You know, why don't you just eat bread, rather?
You know, they're saying that cows fart, don't they?
They fart.
Do they say that as well?
Yeah, they say...
Well, they don't say that in that document, but the scientists at the moment, this is why we have bovia in our cow's milk, because...
And Bovia shrinks cows' ovaries.
I mean, it can't be good for humans.
But that's why they put that into the cow's milk, because the government was saying the cows are farting.
Yes.
Yeah.
So I got briefly involved.
I started looking into it and I read a piece about it, about Bovia.
And I could see that this stuff is potentially...
Toxic.
There are special handling instructions and if you believe that you are what you eat, then you really don't want to be drinking the milk of cows that have been fed this Beauvoir.
It's a baked natural.
So then I, well, number one, I started making sure that I only drink organic milk from now on, because that seems to be protected.
Raw milk is better, yeah.
Yeah, but they're fighting a war on raw milk.
They're trying again to say that, you know, it's got bird flu in it and tuberculosis.
And there's all sorts of shenanigans going on to stop people from drinking raw milk as well.
So, yeah, anything.
Well, I'm glad you've got a good raw milk supply near you.
Yes, yes, I do.
That's good.
I've got one up the road in Leicestershire, which is interesting.
It's doable if you buy it as a sort of collective.
Anyway, I read a couple of pieces by my friend Jamie Blackett.

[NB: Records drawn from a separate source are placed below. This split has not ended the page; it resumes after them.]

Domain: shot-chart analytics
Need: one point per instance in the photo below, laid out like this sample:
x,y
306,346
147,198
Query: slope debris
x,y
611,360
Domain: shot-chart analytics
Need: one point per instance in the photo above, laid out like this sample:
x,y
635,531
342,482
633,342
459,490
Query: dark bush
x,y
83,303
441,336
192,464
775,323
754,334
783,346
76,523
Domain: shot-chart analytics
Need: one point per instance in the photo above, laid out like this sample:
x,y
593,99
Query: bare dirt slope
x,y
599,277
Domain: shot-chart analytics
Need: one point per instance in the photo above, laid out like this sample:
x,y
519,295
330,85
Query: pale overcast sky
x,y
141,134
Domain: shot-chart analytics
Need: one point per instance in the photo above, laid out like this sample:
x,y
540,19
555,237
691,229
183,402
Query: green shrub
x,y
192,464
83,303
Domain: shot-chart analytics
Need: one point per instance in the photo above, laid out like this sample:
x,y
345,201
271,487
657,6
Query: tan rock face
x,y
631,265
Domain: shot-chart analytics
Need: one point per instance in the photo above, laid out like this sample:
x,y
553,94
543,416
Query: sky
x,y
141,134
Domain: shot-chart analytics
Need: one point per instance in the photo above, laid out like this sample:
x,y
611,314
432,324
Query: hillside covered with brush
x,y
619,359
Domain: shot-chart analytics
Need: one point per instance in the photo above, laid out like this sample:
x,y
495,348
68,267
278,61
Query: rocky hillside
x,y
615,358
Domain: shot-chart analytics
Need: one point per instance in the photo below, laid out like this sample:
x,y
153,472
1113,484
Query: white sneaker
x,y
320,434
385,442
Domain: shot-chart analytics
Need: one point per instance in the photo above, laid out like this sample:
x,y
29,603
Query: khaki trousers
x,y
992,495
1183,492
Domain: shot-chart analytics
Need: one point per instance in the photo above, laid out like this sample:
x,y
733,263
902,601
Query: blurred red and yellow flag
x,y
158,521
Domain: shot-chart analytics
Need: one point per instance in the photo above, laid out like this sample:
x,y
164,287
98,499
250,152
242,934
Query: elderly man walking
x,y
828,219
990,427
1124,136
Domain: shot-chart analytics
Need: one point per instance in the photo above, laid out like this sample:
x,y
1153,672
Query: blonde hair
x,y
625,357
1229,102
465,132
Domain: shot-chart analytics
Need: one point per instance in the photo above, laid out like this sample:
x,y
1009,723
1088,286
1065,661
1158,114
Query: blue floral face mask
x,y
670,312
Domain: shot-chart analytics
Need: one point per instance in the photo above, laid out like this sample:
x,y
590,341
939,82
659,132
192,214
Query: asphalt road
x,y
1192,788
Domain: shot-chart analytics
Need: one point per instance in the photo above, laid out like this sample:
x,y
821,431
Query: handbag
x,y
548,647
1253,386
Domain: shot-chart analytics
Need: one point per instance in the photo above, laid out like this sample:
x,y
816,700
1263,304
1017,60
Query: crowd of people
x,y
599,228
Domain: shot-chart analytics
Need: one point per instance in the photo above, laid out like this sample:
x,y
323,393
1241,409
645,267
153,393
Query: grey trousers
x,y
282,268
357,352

And Jamie, I think, is one of the best writers on...
Rural affairs.
And he's very sympathetic.
I like him a lot.
I find him very readable.
He's written some good books.
And he knows where off he speaks because he runs a dairy farm.
Actually, and maybe beef cattle too, I think, in Scotland.
And he uses techniques like mob grazing or a version of mob grazing so that you get the best use of the land.
So he does a lot of stuff right.
But he wrote a very, very limp-wristed piece, or possibly a couple of pieces, for The Telegraph on the subject of Beauvoir.
And he came up with this deeply disingenuous line where he said, look, what can we do?
The public want us to be more sustainable.
They ask us to give us milk which is sustainable.
And I was thinking...
No, they don't.
You just made that up.
I can't believe that there are people sort of wearing, holding placards outside your farm saying, make your milk more sustainable, stop your cows farting.
No real person is saying this.
This is pure top-down stuff.
And the farmers are just caving because they're going, well, if I don't put Beauvoir in, then they're going to be harder on me with...
I mean, I agree they're between a rock and a hard place.
Nevertheless, This is how evil wins, when nobody fights back.
Yeah, that's the trouble.
And I think that the farmers are undergoing, I mean, since this whole, you know, inheritance tax thing, I think it has given them a big jolt to suddenly realise that the government aren't batting for them, basically.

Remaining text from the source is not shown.